Limitations & Future Work¶
- Restricted to Python programming tasks; multilingual scenarios are not validated.
- In-execution self-debugging requires full execution traces. For complex programs (deep loops/recursions), this may yield excessively long traces, and truncation or compression strategies are not discussed.
- Self-generated tests are limited to 10 instances; whether more tests can alleviate bias remains under-explored.
- Hybrid approaches combining oracle tests and self-generated tests are not explored.
- Evaluated strictly using greedy decoding, without considering candidate sampling strategies.
Related Work & Insights¶
- Code Generation: CodeT (Chen et al., 2023) utilizes dual execution consistency; Self-Edit (Zhang et al., 2023a) incorporates sample tests as execution feedback.
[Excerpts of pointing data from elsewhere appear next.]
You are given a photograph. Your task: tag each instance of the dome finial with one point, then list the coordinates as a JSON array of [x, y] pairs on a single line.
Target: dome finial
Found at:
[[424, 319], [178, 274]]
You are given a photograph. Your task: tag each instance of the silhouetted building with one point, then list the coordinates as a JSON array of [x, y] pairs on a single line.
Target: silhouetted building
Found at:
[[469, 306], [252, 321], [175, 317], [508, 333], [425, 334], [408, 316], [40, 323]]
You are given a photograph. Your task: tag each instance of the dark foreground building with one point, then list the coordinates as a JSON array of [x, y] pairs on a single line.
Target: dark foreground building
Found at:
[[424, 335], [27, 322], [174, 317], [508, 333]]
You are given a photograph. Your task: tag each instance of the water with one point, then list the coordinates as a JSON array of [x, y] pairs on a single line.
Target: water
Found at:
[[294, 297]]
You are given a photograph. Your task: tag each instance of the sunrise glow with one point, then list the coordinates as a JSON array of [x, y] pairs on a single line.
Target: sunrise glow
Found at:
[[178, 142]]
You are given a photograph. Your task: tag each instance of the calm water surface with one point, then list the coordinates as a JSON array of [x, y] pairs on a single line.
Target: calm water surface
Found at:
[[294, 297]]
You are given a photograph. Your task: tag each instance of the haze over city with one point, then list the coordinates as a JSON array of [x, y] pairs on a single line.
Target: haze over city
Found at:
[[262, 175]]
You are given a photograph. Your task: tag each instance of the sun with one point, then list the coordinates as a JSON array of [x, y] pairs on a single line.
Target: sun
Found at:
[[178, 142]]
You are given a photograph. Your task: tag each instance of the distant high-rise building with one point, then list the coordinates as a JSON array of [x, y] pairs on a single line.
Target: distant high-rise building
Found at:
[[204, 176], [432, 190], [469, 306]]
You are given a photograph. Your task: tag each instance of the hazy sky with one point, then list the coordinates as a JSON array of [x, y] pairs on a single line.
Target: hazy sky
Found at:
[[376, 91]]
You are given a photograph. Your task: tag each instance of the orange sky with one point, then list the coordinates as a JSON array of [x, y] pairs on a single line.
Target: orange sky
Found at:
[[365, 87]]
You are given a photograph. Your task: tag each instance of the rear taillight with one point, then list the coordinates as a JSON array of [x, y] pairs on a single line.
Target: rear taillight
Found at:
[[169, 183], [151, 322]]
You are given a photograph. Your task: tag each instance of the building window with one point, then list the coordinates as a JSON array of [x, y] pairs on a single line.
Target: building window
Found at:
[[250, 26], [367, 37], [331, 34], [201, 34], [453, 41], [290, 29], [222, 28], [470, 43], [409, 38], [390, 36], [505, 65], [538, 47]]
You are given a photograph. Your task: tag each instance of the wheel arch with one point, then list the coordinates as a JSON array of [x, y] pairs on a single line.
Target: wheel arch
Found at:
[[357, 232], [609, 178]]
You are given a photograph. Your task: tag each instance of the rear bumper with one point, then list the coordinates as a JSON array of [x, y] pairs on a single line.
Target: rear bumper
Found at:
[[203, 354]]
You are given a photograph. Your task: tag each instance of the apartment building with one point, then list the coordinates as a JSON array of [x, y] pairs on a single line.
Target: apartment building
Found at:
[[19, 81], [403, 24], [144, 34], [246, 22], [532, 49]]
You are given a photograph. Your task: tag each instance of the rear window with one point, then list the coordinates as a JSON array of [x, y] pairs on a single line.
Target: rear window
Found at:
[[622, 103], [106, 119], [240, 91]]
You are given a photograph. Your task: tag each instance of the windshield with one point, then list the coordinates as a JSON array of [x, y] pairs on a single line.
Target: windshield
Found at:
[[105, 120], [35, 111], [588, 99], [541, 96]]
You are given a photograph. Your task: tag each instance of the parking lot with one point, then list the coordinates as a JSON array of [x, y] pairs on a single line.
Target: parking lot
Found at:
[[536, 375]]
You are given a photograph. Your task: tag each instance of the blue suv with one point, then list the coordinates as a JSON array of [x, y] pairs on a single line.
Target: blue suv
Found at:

- Self-debugging: Self-Debugging (Chen et al., 2024b) focuses on iterative debugging; LDB (Zhong et al., 2024) leverages runtime trace information; Reflexion (Shinn et al., 2023) uses self-generated test feedback but evaluates with oracle tests.
- Code Evaluation: EvalPlus (Liu et al., 2023) scales up evaluation test suites; LiveCodeBench (Jain et al., 2024) continuously collects competitive coding questions.
Rating ⭐⭐⭐⭐¶
Clear research problem, deep analysis (bias framework), valuable findings (discovering post-execution self-debugging is harmful on basic questions), and proposes a viable alternative (in-execution self-debugging). However, the absolute gains of in-execution self-debugging are somewhat limited, requiring further verification of practical utility.